The Telescope As A Time Machine

Astronomy is history. Because light takes time to travel from one place to another, we see objects not as they are now but as they were at the time when they released the light that has traveled across the universe to us. Astronomers can therefore look farther back through time by studying progressively more-distant objects.

The chief difficulty in employing this "time machine" to observe the cosmos during its past epochs arises from the fact that distant objects appear fainter than closer ones. We must therefore capture and analyze the light from progressively dimmer objects as we push farther back into the past. Specialized instruments are needed to study our nearest neighbor, the Andromeda Galaxy, which is 2 million light-years away. But this companion of the Milky Way shines a million times more brightly than a similar galaxy seen at a distance of 2 billion light-years! This comparison gives a sense of how difficult it will be to obtain images of objects formed close to the Big Bang era more than 10 billion years ago.

During the past few years, the Hubble Space Telescope has obtained long-exposure images that reveal the faintest objects ever detected. Some of these objects are galaxies seen during their early developmental stages when they were rich in young, hot, and very luminous stars. To peer still farther back through time, to reach the era when stars first began to shine, astronomers need a telescope that can detect extremely low intensities of infrared light. Astronomers need sensitivity in the infrared part of the spectrum because the light from these young stars in distant galaxies, even though emitted as visible light, has been stretched by the expansion of the universe to appear to us as infrared light.

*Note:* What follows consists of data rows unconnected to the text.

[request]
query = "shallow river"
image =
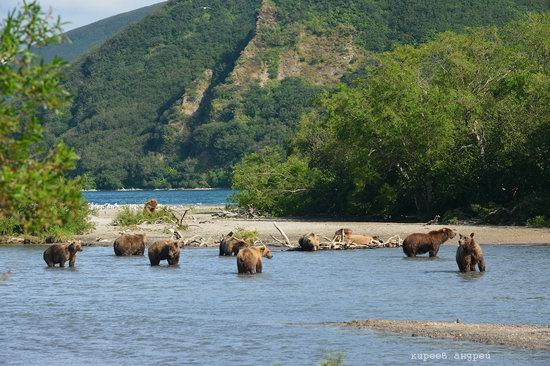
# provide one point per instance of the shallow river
(121, 311)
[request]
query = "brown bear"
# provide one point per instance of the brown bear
(468, 254)
(231, 245)
(168, 250)
(341, 234)
(150, 206)
(309, 242)
(130, 244)
(249, 260)
(61, 253)
(420, 243)
(346, 234)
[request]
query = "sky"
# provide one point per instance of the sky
(81, 12)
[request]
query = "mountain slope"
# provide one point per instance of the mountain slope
(192, 87)
(81, 39)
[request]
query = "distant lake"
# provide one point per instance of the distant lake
(167, 197)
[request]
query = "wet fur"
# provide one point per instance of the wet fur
(61, 253)
(469, 254)
(420, 243)
(168, 250)
(249, 260)
(130, 244)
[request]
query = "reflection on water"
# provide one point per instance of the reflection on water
(120, 311)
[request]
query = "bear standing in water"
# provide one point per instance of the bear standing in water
(249, 260)
(130, 244)
(61, 253)
(309, 242)
(468, 254)
(168, 250)
(419, 243)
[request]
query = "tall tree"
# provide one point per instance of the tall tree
(36, 197)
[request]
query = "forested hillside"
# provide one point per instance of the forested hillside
(79, 40)
(179, 97)
(459, 126)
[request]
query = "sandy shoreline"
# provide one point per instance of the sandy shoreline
(204, 225)
(536, 337)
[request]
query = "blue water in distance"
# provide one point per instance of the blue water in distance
(165, 197)
(120, 311)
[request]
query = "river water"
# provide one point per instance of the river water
(166, 197)
(120, 311)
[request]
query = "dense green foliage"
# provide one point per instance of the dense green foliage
(457, 122)
(78, 41)
(127, 120)
(35, 196)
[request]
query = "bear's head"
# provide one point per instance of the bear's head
(74, 246)
(450, 233)
(465, 241)
(173, 248)
(266, 252)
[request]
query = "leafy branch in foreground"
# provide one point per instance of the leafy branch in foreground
(36, 197)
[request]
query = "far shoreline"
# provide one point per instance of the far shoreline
(203, 222)
(524, 336)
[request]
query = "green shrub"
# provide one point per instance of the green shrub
(36, 194)
(538, 221)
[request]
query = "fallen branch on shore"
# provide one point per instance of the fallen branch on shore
(393, 242)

The Hubble Space Telescope can observe the shortest-wavelength portion of the infrared domain, but its 2.4-meter mirror is too warm and too small to detect the faint glow from the most distant young galaxies. To observe galaxies in their earliest epochs, the survey report recommends a new, advanced- technology telescope designed to work best in the infrared part of the spectrum. In an orbit a million miles from Earth, this telescope will become so cold that its own infrared glow will be insignificant compared with the light from the distant galaxies, something an earthbound telescope could never achieve. Also, being above Earth's veil of air allows us to see radiation that cannot penetrate it, and guarantees the sharpest images the telescope can deliver, free from the turbulence in Earth's atmosphere that handicaps telescopes on the ground.